Draft is an 8-person tournament. Each of you starts with 3 booster packs in front of you. You open one, look over the 15 cards, and pick one. You then pass the remaining 14 cards to your left, and the person on your left passes you 14 cards. You pick one, and then pass the remaining 13 cards. By the time you’re done, you’ve picked 15 cards. Now you open a second booster pack and do it again, only you’re passing to the right. And then again with the last pack.
When you’re done, you have 45 cards. These 45 cards are yours to keep, win or lose. You’d get 45 cards if you just opened the 3 booster packs, but you got to choose your 45 cards out of a pool of 360, so there’s a pretty good chance they’ll work together well if you’ve selected wisely.
These 45 cards do not include resource cards, called “land” in Magic. You can add an unlimited number of those, of any color. According to Cryptozoic, you’ll also have an unlimited number of gems, if you happen to have cards with gem sockets. You’re building a deck of 40 cards or more. Since you’ll be adding 17-18 resource cards you’ll only use 22-23 of the cards you drafted. The smaller the deck, the better it usually plays, so you usually want to shoot for exactly 40 cards total.

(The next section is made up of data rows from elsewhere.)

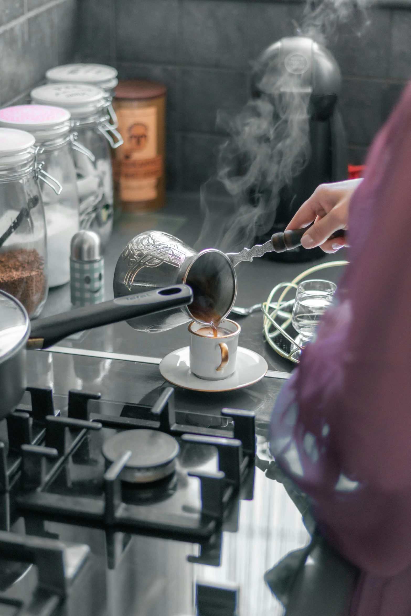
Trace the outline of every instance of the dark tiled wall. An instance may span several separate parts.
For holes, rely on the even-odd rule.
[[[226,0],[79,0],[79,52],[115,65],[120,78],[146,78],[168,87],[171,188],[195,190],[210,177],[221,139],[219,108],[248,97],[250,62],[295,33],[303,6]],[[363,160],[411,75],[411,10],[374,8],[358,35],[355,20],[330,47],[344,77],[340,107],[351,162]]]
[[[0,105],[20,99],[51,67],[73,59],[76,0],[0,0]]]

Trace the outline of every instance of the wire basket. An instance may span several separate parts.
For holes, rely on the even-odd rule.
[[[332,261],[321,263],[310,267],[296,276],[291,282],[280,282],[275,286],[268,296],[267,301],[261,304],[264,313],[264,334],[267,342],[282,357],[299,363],[299,355],[303,349],[302,341],[298,331],[291,325],[291,313],[295,297],[287,299],[286,296],[292,289],[296,290],[298,283],[314,274],[328,267],[341,267],[346,265],[349,261]],[[281,291],[282,290],[282,291]],[[281,291],[278,299],[274,298]],[[269,312],[274,309],[272,312]]]

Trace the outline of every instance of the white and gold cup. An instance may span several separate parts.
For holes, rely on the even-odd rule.
[[[212,328],[195,321],[189,325],[191,334],[190,370],[206,381],[226,379],[235,371],[237,350],[241,328],[238,323],[224,318],[219,324],[218,336]]]

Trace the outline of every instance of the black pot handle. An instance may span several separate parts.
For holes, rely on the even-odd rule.
[[[36,319],[31,322],[27,347],[47,349],[77,331],[187,306],[192,299],[193,292],[189,286],[174,285]]]

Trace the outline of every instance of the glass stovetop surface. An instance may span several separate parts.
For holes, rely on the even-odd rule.
[[[157,365],[41,351],[28,355],[29,384],[52,386],[55,405],[63,415],[67,413],[69,389],[101,392],[102,400],[89,402],[91,416],[97,418],[97,414],[120,415],[127,402],[150,407],[165,385]],[[264,378],[229,395],[204,396],[177,389],[176,419],[187,423],[194,413],[200,425],[228,429],[220,415],[222,408],[254,410],[259,455],[262,452],[264,458],[270,413],[283,383]],[[29,402],[26,397],[23,408]],[[81,449],[78,450],[77,458],[75,456],[65,474],[59,476],[48,489],[57,495],[72,491],[81,495],[86,491],[91,498],[101,498],[99,477],[104,462],[100,447],[102,439],[114,432],[105,428],[93,432],[93,439],[100,436],[92,440],[87,455],[83,452],[82,458]],[[91,459],[95,461],[89,463]],[[215,468],[215,455],[201,464],[210,470]],[[175,496],[173,482],[184,477],[181,460],[179,464],[176,477],[167,488],[171,498]],[[279,616],[283,608],[265,584],[264,574],[290,551],[306,545],[309,536],[283,485],[266,477],[264,465],[259,466],[255,468],[253,499],[240,500],[238,509],[234,508],[224,525],[218,566],[218,536],[214,552],[211,542],[205,553],[198,543],[187,540],[117,532],[75,521],[46,519],[30,513],[18,518],[12,530],[86,543],[91,548],[88,561],[53,616],[193,615],[199,584],[237,590],[239,616]],[[187,510],[195,518],[200,500],[198,484],[193,485],[197,487],[190,493]],[[134,498],[132,490],[124,496],[126,500]],[[163,502],[159,498],[158,504],[163,505],[167,498]],[[0,607],[6,606],[4,601],[9,602],[4,609],[9,609],[10,601],[15,603],[19,597],[26,599],[36,588],[36,575],[33,566],[10,588],[0,591]],[[1,609],[0,614],[2,616]]]

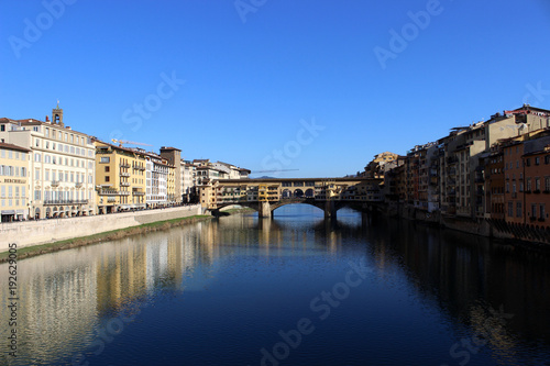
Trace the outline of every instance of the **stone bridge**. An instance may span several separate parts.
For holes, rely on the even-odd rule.
[[[226,179],[201,186],[199,195],[206,211],[240,204],[268,218],[282,206],[305,203],[333,218],[345,206],[366,210],[381,202],[381,182],[372,178]]]

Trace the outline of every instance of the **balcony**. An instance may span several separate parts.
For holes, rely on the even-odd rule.
[[[88,200],[44,200],[46,204],[88,204]]]

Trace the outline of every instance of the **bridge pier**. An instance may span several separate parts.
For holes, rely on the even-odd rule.
[[[270,202],[267,202],[267,201],[258,202],[257,217],[258,218],[271,218],[272,217],[272,209],[270,207]]]
[[[328,218],[336,219],[337,218],[337,208],[336,208],[334,201],[327,200],[327,202],[324,202],[324,218],[326,219],[328,219]]]

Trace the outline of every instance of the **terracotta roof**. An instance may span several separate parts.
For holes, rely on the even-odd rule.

Now you take your 40 card deck and play against other players, with their new 40 card decks.
Yes, and yes. One draft tournament is free, they pay for your entry fee and 3 booster packs. Like any Draft game, you keep the cards you drafted at minimum, plus any prize packs.
One common issue is that since you keep your drafted cards, it’s not unusual for people to take the Rare out of a pack even if it doesn’t fit their deck, just to have the single Rare you get in each booster, since they get to keep it. It depends on how tempting the rare is, and if one of the cards they’re passing up for the Rare is particularly good for their deck.